The ASM3 bioP framework inherits its organic--carbon and nitrogen pathways directly from the standard ASM3 formulation, its treatment of phosphorus diverges from the ASM2d [13] approach in several important respects. First, the readily biodegradable substrate pool remains intact as a single fraction—ASM3 bioP assumes that fermentative hydrolysis never becomes rate--limiting and therefore omits any further subdivision of that pool. Second, under aerobic conditions and in the presence of phosphate--accumulating organisms (PAOs), orthophosphate is actively converted into intracellular polyphosphate, producing a measurable decrease in soluble phosphorus within the aeration basin. Crucially, however, PAO activity is not confined to aerated environments: field observations frequently report higher effluent phosphorus concentrations when nitrate is present, suggesting that either inhibitory effects limit phosphorus release or that PAOs and glycogen--accumulating organisms compete under denitrifying conditions. To capture this behavior, ASM3 bioP explicitly couples anoxic PAO growth to nitrate uptake and denitrification yet retains the rule that phosphate release is solely driven by carbon assimilation

Clarifier Model

In WWTP modeling, clarifiers are typically represented either as idealized separators for the simplest mass-balance calculations or as one-dimensional layer models to capture key vertical settling dynamics. The 1D approach divides the tank into multiple horizontal strata, allowing simulation of solids flux and sludge blanket movement under varying load and flow conditions. This level of physical detail is sufficient to predict effluent TSS performance and assess sludge withdrawal strategies across our ATV- and ASM based scenarios. By using a 1D clarifier model, we maintain computational efficiency while ensuring a robust evaluation of settlement behavior in design-phase simulations.

The depth--dependent concentration profile in a one--dimensional settling tank is governed by the advection–diffusion–reaction equation:

(∂C(z,t))/∂t=-(∂(v(C(z,t))∙ C(z,t)))/∂z+∂/∂z (D(z,t)*∂C(z,t)/∂z)+s(z,t) (1)

To transform this partial differential equation into a system of ordinary differential equations, the tank is discretized in this case into vertical layers—typically at least ten—to form a “layer model.” Each layer falls into one of three categories:

Above--inlet layers, where the withdrawal of treated effluent induces an upward compensating flow.

Inlet layer, where the raw influent is introduced.

Sludge--withdrawal layer, where downward flow associated with solids removal enhances settling.

Within any layer outside the inlet (i.e.,\ for 0≤z<zf0≤z<zf), the rate of change of concentration obeys

(∂C(z,t))/∂t=[V_s (C(z,t),t)-(Q_e (t))/A(z) ]∙C(z,t);0≤z<z_f (2)

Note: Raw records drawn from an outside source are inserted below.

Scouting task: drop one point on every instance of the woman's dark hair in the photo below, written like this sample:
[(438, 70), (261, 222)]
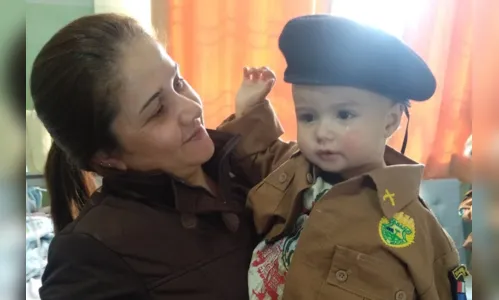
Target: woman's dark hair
[(74, 80)]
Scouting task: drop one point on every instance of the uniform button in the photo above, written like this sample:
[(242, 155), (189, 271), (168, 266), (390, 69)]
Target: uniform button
[(400, 295), (310, 178), (342, 276), (283, 177), (189, 221)]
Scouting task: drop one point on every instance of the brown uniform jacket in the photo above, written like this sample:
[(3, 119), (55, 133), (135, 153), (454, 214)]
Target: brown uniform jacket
[(369, 237), (150, 236)]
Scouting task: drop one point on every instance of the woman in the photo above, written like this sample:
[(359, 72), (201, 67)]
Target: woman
[(169, 221)]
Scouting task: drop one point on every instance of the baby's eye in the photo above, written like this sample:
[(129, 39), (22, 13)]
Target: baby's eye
[(345, 115), (306, 117), (179, 84)]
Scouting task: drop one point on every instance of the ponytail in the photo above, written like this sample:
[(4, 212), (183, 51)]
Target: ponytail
[(69, 187)]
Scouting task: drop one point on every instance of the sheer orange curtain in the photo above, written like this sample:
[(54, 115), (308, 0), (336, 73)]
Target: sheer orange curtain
[(213, 40), (485, 88), (439, 127)]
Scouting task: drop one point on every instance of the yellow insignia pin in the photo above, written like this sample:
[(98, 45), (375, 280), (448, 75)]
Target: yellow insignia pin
[(397, 232), (389, 197), (460, 272)]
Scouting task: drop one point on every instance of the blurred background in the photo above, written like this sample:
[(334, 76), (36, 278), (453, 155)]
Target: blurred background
[(212, 41)]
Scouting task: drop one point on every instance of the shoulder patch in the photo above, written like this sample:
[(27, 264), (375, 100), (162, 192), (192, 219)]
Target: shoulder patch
[(398, 231), (457, 278)]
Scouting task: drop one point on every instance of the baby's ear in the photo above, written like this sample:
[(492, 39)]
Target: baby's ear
[(393, 118)]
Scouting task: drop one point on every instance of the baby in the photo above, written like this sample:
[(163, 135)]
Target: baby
[(340, 213)]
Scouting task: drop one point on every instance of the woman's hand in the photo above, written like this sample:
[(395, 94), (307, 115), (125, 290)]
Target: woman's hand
[(257, 84)]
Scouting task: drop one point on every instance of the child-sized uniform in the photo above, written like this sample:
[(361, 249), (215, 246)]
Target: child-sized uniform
[(368, 237)]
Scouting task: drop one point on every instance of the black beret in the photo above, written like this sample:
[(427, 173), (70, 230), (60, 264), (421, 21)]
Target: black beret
[(329, 50)]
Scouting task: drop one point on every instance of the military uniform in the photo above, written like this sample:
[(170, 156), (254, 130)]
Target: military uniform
[(368, 237)]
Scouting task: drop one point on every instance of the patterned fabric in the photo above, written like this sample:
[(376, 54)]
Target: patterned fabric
[(270, 262)]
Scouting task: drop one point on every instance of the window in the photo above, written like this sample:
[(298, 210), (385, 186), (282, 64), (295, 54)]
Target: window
[(392, 16)]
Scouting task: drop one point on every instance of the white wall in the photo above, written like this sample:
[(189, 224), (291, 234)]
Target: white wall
[(138, 9)]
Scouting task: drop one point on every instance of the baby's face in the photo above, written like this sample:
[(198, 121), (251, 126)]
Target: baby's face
[(344, 129)]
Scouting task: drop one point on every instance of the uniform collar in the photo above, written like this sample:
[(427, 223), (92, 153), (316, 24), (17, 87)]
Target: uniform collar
[(162, 189), (397, 184)]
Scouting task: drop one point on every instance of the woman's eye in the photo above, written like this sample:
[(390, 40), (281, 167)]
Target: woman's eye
[(179, 84), (307, 117), (345, 115), (159, 111)]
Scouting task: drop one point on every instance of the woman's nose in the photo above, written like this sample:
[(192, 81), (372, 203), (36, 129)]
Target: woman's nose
[(190, 111)]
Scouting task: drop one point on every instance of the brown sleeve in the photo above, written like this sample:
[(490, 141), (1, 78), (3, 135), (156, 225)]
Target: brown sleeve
[(260, 151)]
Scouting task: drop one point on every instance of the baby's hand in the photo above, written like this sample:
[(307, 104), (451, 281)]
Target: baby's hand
[(256, 85)]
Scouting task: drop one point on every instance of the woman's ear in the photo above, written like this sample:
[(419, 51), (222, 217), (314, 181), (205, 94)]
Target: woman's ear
[(104, 161), (393, 118)]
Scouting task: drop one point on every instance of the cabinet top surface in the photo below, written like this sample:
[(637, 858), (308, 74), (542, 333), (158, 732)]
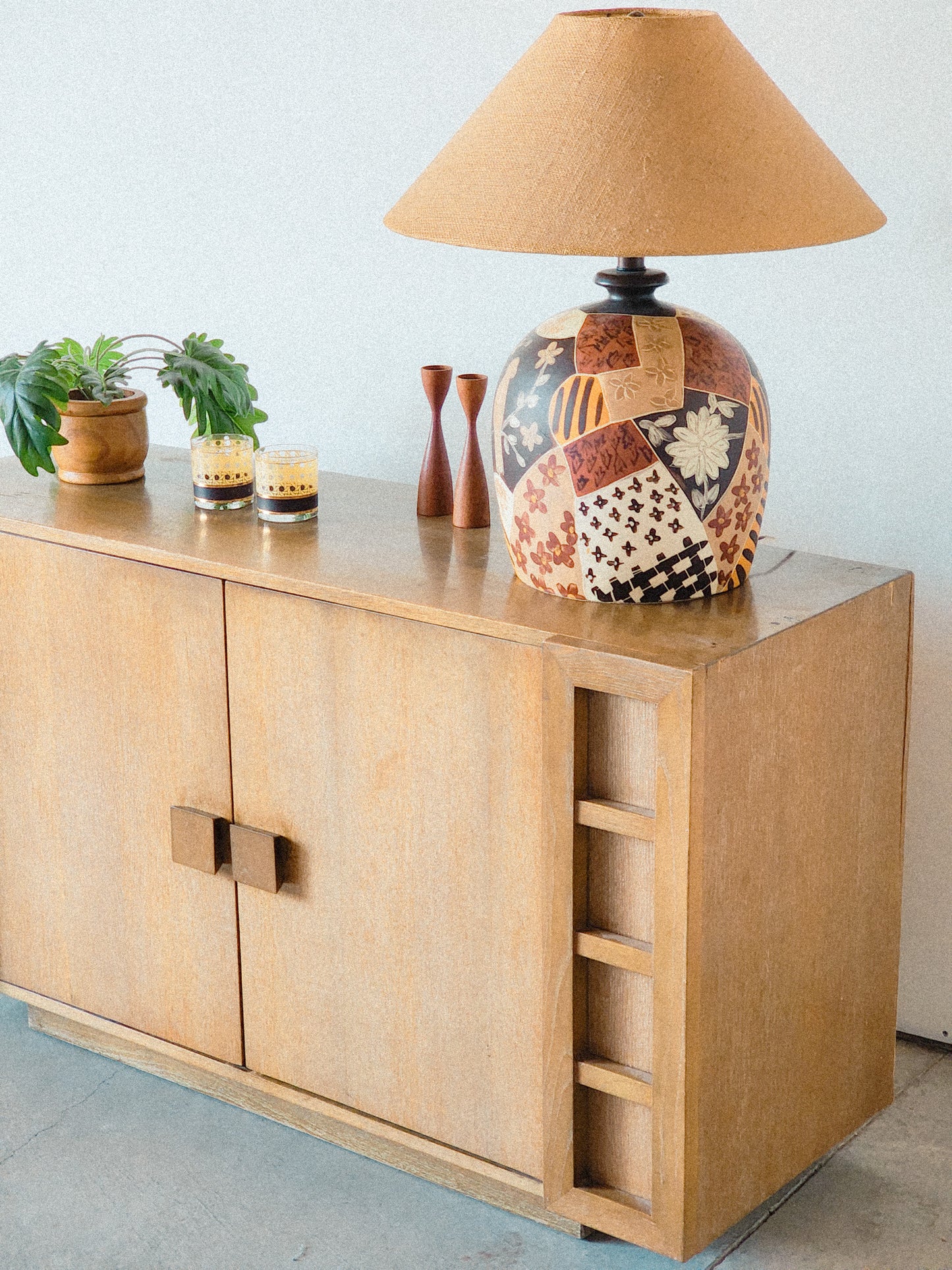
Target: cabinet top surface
[(368, 550)]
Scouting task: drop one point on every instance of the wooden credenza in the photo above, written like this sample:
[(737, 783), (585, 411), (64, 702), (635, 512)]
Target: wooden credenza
[(588, 911)]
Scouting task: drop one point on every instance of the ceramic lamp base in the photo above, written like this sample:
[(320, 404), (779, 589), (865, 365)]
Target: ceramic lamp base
[(631, 447)]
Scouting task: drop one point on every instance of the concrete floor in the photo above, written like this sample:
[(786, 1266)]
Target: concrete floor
[(103, 1167)]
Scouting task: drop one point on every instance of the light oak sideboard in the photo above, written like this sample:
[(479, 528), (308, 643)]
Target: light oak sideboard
[(588, 911)]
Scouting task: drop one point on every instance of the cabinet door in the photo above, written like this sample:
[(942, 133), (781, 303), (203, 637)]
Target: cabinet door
[(113, 708), (399, 969)]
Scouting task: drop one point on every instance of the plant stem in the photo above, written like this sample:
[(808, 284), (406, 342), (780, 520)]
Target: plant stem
[(127, 338)]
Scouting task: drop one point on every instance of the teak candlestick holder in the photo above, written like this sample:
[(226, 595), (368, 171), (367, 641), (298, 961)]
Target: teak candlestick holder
[(434, 494), (471, 502)]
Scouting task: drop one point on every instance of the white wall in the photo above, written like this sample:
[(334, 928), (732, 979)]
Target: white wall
[(225, 165)]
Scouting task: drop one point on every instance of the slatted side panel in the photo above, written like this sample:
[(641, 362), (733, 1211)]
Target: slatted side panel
[(615, 935)]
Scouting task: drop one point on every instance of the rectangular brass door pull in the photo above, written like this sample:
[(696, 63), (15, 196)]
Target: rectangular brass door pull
[(256, 857), (198, 838)]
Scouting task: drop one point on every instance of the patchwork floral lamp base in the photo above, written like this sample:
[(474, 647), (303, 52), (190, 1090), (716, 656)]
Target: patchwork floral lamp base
[(631, 447)]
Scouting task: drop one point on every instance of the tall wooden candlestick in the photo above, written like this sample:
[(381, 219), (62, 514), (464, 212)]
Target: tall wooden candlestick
[(434, 494), (471, 504)]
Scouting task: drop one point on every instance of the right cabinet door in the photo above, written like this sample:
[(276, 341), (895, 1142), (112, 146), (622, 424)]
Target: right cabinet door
[(399, 968)]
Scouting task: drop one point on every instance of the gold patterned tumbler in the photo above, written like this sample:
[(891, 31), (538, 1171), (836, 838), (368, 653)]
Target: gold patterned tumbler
[(221, 471), (286, 484)]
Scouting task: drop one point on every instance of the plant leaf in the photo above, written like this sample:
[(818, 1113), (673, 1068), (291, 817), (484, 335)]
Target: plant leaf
[(31, 389), (212, 385)]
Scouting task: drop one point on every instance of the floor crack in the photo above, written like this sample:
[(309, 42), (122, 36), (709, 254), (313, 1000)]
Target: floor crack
[(60, 1118)]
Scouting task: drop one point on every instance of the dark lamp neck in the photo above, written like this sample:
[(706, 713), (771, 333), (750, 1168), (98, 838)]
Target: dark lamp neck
[(631, 287)]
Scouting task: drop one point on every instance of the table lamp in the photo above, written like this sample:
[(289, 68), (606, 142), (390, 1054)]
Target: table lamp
[(630, 437)]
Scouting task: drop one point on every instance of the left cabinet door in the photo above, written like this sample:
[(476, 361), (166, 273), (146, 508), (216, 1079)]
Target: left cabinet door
[(113, 709)]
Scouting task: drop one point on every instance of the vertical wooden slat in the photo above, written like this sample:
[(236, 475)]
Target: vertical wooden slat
[(672, 835), (559, 728), (613, 1160)]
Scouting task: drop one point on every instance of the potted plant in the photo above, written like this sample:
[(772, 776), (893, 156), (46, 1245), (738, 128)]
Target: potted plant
[(69, 395)]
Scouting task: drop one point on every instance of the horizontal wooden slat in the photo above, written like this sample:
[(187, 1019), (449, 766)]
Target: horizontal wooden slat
[(630, 822), (623, 1082), (616, 950), (616, 1212)]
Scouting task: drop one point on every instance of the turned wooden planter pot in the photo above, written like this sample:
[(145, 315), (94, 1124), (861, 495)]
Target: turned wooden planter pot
[(108, 444)]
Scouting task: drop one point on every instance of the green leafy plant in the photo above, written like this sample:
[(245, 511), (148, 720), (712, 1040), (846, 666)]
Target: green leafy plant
[(211, 385), (99, 372), (31, 390)]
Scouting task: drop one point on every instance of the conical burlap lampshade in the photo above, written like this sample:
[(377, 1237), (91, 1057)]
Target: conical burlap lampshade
[(631, 438), (636, 132)]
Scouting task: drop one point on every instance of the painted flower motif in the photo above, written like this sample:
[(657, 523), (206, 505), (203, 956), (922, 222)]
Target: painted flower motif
[(542, 559), (530, 436), (561, 553), (660, 372), (526, 533), (665, 401), (535, 497), (547, 356), (657, 430), (550, 469), (701, 447), (626, 385), (725, 408), (742, 492), (720, 523), (730, 549), (509, 445)]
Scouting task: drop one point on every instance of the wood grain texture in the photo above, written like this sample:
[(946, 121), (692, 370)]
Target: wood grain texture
[(621, 1016), (621, 886), (297, 1109), (671, 960), (471, 492), (434, 492), (113, 708), (623, 747), (564, 1012), (613, 949), (418, 569), (616, 817), (801, 837), (623, 1082), (619, 1143), (399, 971)]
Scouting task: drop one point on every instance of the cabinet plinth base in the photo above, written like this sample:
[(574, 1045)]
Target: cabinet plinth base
[(297, 1109)]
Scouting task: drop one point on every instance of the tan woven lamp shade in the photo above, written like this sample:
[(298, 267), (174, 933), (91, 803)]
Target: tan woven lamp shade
[(636, 132), (631, 437)]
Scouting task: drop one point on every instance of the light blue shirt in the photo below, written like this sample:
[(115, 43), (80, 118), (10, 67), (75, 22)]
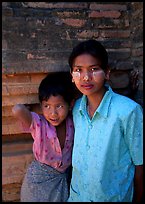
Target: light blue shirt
[(106, 149)]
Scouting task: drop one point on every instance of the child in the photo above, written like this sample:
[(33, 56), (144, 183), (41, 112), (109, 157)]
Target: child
[(53, 132), (108, 143)]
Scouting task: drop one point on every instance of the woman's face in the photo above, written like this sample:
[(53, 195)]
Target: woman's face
[(88, 75)]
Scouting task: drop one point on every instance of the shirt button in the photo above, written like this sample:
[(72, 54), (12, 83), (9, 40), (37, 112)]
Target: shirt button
[(90, 126), (88, 147)]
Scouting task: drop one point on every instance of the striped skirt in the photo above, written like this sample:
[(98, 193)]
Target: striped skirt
[(43, 183)]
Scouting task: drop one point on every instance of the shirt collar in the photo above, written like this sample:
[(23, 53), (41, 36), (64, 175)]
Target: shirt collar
[(103, 108)]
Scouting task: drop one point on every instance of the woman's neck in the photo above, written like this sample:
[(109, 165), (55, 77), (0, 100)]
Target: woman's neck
[(94, 101)]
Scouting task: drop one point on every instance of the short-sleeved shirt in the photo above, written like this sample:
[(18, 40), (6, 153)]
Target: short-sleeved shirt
[(106, 149), (46, 146)]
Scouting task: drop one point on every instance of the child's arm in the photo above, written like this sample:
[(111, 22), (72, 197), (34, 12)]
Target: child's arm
[(138, 184), (22, 113)]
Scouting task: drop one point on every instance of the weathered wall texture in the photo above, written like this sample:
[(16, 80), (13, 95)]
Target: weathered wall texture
[(37, 38)]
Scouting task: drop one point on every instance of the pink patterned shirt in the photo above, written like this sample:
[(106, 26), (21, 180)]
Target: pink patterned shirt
[(46, 146)]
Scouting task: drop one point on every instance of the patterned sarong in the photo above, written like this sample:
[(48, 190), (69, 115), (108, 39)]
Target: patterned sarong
[(43, 183)]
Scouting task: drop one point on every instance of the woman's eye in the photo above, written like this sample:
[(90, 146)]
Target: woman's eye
[(47, 106), (77, 70)]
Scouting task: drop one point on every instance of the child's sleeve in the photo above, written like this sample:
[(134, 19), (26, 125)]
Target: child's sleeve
[(134, 135), (35, 125)]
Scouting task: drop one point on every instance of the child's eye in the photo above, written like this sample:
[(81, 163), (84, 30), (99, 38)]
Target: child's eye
[(95, 69), (59, 106)]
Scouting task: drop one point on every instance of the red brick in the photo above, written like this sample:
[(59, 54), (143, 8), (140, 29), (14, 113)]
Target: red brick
[(57, 5), (23, 89), (96, 6), (22, 99), (87, 34), (37, 78), (105, 14), (74, 22), (115, 34), (12, 78), (137, 52), (119, 79)]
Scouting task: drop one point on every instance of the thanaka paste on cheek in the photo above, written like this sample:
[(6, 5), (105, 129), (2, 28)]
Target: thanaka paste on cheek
[(98, 74), (76, 76)]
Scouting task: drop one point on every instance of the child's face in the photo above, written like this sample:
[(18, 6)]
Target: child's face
[(88, 75), (55, 110)]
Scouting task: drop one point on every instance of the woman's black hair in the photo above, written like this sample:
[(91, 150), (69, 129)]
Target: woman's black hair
[(92, 47), (54, 84)]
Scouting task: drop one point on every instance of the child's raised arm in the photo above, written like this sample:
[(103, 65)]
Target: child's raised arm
[(22, 113)]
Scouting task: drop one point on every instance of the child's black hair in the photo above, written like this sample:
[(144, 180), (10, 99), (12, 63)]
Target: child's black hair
[(92, 47), (55, 84)]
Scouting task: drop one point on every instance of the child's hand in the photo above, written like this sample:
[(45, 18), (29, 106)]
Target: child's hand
[(22, 113)]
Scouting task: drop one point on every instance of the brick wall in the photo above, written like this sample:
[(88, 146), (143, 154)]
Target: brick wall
[(37, 38)]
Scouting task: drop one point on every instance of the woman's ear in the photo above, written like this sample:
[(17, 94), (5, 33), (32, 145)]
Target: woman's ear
[(72, 76), (107, 73)]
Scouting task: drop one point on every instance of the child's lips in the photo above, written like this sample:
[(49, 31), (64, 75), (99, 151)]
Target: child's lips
[(87, 86), (54, 120)]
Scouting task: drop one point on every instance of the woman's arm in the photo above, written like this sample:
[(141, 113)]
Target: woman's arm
[(138, 184), (22, 113)]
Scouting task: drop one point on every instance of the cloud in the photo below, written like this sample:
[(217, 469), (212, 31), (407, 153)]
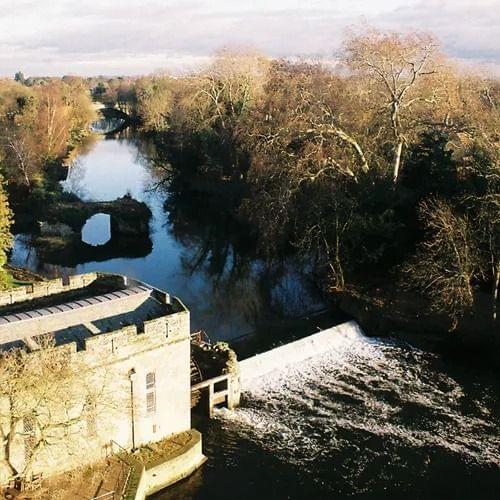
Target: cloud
[(134, 36)]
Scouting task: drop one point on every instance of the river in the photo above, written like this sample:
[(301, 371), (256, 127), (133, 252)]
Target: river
[(374, 418)]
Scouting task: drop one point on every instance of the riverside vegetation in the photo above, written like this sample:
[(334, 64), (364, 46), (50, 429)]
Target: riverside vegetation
[(383, 169)]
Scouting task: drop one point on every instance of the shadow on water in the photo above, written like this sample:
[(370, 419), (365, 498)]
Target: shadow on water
[(198, 248)]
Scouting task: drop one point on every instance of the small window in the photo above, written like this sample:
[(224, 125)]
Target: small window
[(151, 402), (150, 380), (91, 417), (29, 437)]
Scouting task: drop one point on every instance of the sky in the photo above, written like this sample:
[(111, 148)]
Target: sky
[(130, 37)]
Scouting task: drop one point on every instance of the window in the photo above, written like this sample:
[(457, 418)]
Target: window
[(150, 380), (151, 392), (90, 417), (29, 437), (151, 402)]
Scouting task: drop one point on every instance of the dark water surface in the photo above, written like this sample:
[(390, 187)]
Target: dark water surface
[(228, 292), (371, 419)]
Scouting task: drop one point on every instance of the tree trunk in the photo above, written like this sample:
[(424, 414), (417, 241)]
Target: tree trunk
[(397, 162), (496, 285)]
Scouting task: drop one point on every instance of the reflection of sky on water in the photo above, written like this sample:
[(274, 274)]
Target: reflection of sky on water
[(225, 306), (97, 230)]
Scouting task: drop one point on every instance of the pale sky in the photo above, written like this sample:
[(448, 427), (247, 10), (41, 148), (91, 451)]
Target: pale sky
[(90, 37)]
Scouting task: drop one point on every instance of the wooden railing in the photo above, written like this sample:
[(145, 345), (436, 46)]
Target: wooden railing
[(215, 391)]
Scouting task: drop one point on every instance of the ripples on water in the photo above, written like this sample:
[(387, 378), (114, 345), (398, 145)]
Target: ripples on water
[(373, 419)]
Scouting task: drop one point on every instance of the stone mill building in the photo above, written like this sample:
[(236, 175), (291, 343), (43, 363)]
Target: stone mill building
[(131, 343)]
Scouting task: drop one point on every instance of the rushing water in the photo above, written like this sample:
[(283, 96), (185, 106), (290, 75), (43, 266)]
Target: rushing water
[(370, 419)]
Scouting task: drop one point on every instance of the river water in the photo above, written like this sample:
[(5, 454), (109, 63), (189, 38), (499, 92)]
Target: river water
[(228, 291), (373, 418)]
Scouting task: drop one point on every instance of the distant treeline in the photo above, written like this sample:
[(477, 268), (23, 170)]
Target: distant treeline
[(386, 163), (41, 120)]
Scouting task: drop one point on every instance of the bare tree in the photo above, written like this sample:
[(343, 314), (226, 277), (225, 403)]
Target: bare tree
[(49, 403), (395, 69), (447, 262)]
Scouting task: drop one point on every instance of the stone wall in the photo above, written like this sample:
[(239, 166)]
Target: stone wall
[(46, 288), (121, 361)]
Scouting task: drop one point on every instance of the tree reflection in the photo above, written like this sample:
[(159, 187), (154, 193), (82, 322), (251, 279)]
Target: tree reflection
[(203, 216)]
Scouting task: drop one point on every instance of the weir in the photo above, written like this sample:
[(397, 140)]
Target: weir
[(297, 351)]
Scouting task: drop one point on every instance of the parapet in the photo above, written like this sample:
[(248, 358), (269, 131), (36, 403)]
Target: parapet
[(46, 288)]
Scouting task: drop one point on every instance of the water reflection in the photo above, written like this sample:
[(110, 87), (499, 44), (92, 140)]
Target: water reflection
[(198, 250), (97, 230)]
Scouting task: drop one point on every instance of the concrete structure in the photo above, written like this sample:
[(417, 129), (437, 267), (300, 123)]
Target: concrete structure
[(319, 343), (137, 336)]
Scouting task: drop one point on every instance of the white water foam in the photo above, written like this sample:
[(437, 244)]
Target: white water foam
[(363, 391)]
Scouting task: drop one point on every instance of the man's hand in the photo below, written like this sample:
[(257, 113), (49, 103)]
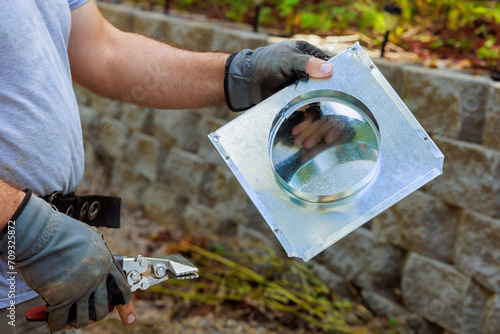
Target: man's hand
[(68, 264), (316, 128), (253, 76)]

here, Vs is the net settling flux (the combined downward flux of particles from the layer above and the upward flux into the layer below), Qe is the effluent flow rate, A(z) is the cross--sectional area of the layer, and zf the elevation of the inlet layer. By convention, no settling flux enters from above the topmost layer. At the inlet layer itself influent addition modifies the balance:

(∂C(z,t))/∂t=[V_s (C(z,t),t)-(Q_e (t))/A(z) +Q_u (t)/A(z)]∙C(z,t);z=z_f (3)

where Qu(t) denotes the sludge withdrawal rate. Below the inlet layer, the mass balance becomes:

(∂C(z,t))/∂t=[V_s (C(z,t),t)+Q_u (t)/A(z)]∙C(z,t);z_f<z≤H (4)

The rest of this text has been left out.